Happy New Year
New Year’s resolutions are like good intentions —excellent for paving the road to hell. While I am not into resolutions, I am always annually committed to evaluating all activities and responsibilities and seeing how I can attempt to become more efficient and productive for the coming year.
If you will pardon the presumptuousness, I think you may have heard this before if you have visited this space — it will be business as usual when it comes to social media. I don’t have time for such. I ain’t gonna take time for it, and if you are offended, then I say (insert your own expletive).
The internet remains a source of interesting information which I sometimes use for things which are part of my daily function.
People are often sending along “words to live by,” historical information that supports their own political viewpoint. And, if I don’t pass it on, something bad could come my way.
What is so functionally uplifting about the Internet is the resource that it is. Quick and easy — you ask a question, and it fires back quicker than a Colt 45. It has made us more efficient and enables us to produce so much in a short period of time. You can quickly find out who lives on an inner city street in Muscogee, Oklahoma, which can be troubling. There is no privacy anymore. Technology allows the bad guys to find out all about you, where you live, what you do for a living and what your favorite grocery store is and when you visit it, even if it is 4:30 a.m.
I would give up all that technology offers if I could be assured of maintaining my privacy.
Having said that, there is one nagging question about the Internet which remains incorrigibly debilitating. There are no more printed phone books. I can no longer let my fingers do the walking through the yellow pages if I need to find the number of a repair shop or call you on your birthday by consulting the white pages. If I want to call you and invite you to lunch, there is no chance. I have to email you for your phone number or pay to get your phone number. Technology also is making us rude and callused. Cynical and curmudgeonly.

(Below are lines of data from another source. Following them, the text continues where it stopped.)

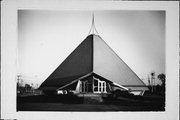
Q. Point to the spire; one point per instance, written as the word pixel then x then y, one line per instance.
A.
pixel 93 28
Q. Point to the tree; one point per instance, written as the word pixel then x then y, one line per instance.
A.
pixel 162 77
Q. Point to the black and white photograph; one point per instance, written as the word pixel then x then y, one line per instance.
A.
pixel 91 61
pixel 74 60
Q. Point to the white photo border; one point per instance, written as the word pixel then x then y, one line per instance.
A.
pixel 9 38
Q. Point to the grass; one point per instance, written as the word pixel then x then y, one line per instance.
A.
pixel 75 103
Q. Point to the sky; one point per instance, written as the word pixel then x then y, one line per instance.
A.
pixel 46 38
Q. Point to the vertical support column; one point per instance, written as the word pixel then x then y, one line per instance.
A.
pixel 105 87
pixel 93 84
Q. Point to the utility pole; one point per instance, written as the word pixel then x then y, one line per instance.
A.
pixel 18 80
pixel 152 81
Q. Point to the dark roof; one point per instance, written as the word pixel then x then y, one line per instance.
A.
pixel 93 55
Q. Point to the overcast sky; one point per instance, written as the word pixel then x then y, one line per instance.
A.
pixel 46 38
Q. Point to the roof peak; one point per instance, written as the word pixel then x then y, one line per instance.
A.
pixel 93 29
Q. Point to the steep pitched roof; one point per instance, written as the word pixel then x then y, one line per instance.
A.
pixel 93 55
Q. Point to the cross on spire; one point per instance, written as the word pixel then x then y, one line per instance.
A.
pixel 93 28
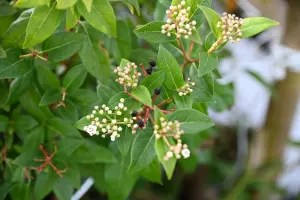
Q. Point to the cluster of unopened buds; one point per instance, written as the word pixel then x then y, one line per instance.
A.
pixel 231 27
pixel 105 121
pixel 187 88
pixel 178 21
pixel 171 130
pixel 128 76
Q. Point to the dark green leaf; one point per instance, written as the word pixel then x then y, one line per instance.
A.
pixel 47 79
pixel 208 62
pixel 93 153
pixel 185 101
pixel 30 3
pixel 72 17
pixel 95 59
pixel 125 141
pixel 50 97
pixel 34 139
pixel 152 172
pixel 4 123
pixel 13 66
pixel 142 150
pixel 74 78
pixel 62 45
pixel 161 150
pixel 142 94
pixel 63 190
pixel 63 4
pixel 255 25
pixel 42 23
pixel 151 32
pixel 192 121
pixel 212 18
pixel 24 123
pixel 63 128
pixel 173 72
pixel 155 80
pixel 101 16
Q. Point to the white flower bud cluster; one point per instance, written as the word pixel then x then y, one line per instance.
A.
pixel 172 130
pixel 187 88
pixel 178 21
pixel 104 120
pixel 231 27
pixel 129 76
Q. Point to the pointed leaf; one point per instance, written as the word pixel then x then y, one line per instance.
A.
pixel 142 94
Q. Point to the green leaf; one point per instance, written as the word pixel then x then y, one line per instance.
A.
pixel 13 66
pixel 173 73
pixel 154 81
pixel 95 60
pixel 34 139
pixel 161 150
pixel 15 35
pixel 30 3
pixel 152 172
pixel 2 53
pixel 142 94
pixel 125 141
pixel 69 112
pixel 24 123
pixel 18 86
pixel 74 78
pixel 255 25
pixel 44 184
pixel 92 153
pixel 64 4
pixel 64 128
pixel 185 101
pixel 63 190
pixel 192 121
pixel 30 101
pixel 5 188
pixel 101 16
pixel 66 147
pixel 47 79
pixel 142 150
pixel 88 4
pixel 151 32
pixel 62 45
pixel 4 123
pixel 50 97
pixel 42 23
pixel 72 17
pixel 105 93
pixel 208 62
pixel 212 18
pixel 130 103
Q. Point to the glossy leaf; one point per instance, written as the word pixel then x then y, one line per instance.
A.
pixel 101 16
pixel 208 62
pixel 13 66
pixel 167 63
pixel 142 151
pixel 142 94
pixel 42 23
pixel 74 78
pixel 151 32
pixel 154 81
pixel 192 121
pixel 161 150
pixel 255 25
pixel 212 18
pixel 62 45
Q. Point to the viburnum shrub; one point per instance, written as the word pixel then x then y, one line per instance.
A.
pixel 87 91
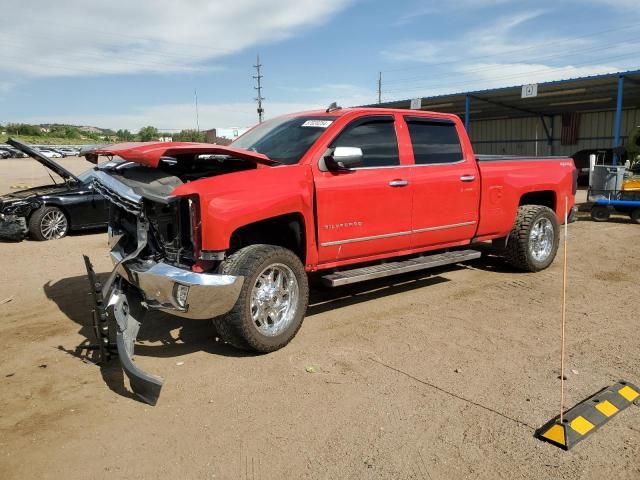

I am not into Facebook, Instagram, Snapchat and all the rest of the technological avenues which allow one to brag about where they have been or where they are going and what they are up to.
Sorry, but I don’t need to know what is going on in someone’s life and I don’t want to share with others what I do personally, who I vote for, which politician I loathe. If you have a cure for cancer, if you know how we can keep teenagers from murdering innocent people, or how we can neutralize mass murderers and eliminate hunger, I’d like to hear from you.
Otherwise, take your Internet drivel and shove it.